Lost & Found – A Suitable Position

When young love finally arrived, she was thirty years and fifteen minutes late. Ordinarily, that last fifteen minutes would have cost the candidate the chance of a job. But this time was different. She was wearing a cobalt blue suit. Her hair was tied back and the colour of honey.

She smelled like the flowers in the lobby of the hotel where his mother had moved into after she had left his father. Looking into her eyes as she spoke, he could see the boy he had once been looking back out at him.

Her son, Lucas, had been sick with a cough that morning. She had to ask Cheryl to come over and stay with him. She didn’t have enough money for gas, so she had to take a bus downtown for the interview. On good nights, she didn’t wake up at three in the morning worrying about the rattle in her Lucas’ lungs or how to pay for next month’s rent. On good nights, she would sometimes dream that she and Lucas were sitting on top of a far away hill, holding hands, and watching golden elephants walk silently across a wide-open plain. On good nights, she didn’t cry. Last night hadn’t been one of the good ones. Sitting across the desk from the interviewer, she hoped her crows-feet didn’t show.

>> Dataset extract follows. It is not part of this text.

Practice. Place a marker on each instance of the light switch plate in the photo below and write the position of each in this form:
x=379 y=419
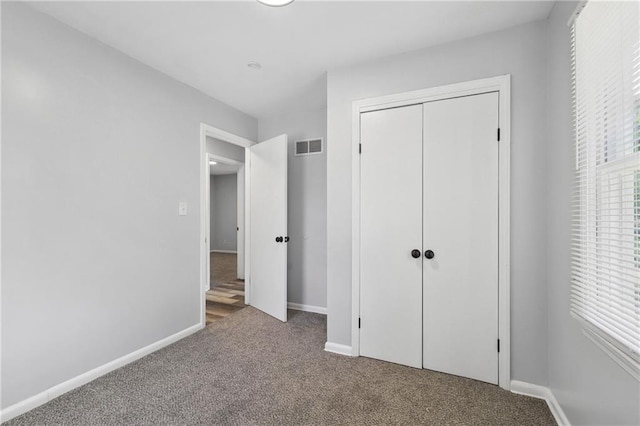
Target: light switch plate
x=182 y=209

Thirty-words-a-minute, questionable testimonials, and outdated computer skills. A single mother, so you can count on lots of sick days. And fifteen minutes late, as well. On paper, he would never had hired her. A year ago, he would never have hired her. But a year ago, he had still been able to maintain the comfortable illusion that he cared for Leslie, and she cared for him. He shouldn’t hire this woman. And in fact, he wouldn’t have, if it hadn’t been for all those innocent days gathered together at the back of her eyes, and for the way she crossed her legs.

He was kind of creepy, but the pay was okay. Better than the last place, anyway. Fifteen years in the workforce, and she had been leered at, bullied, lied to, threatened, groped, and fired. The last waitressing job she had, the owner had come up behind her while she was doing the cash after closing. The pompous witch at the personnel agency had said that this would be a suitable position for somebody with her “limited experience.” At least in a place like this, there are proper human resources policies. She’ll take the job and look around for something better. In the meantime, she thinks, if he tries anything, I’ll blow the whistle. She’s got no time for another horny old married man with bad breath and a golf umbrella. All she wants to do is to get by, and maybe save enough money to find some place where elephants wander by.

He reaches across the desk and shakes her hand to seal the offer. He can feel the warmth of all those lost summers rising to the surface of his skin. In his mind, he can already picture them together in some blue-lit place, high above everything, watching the world passing by.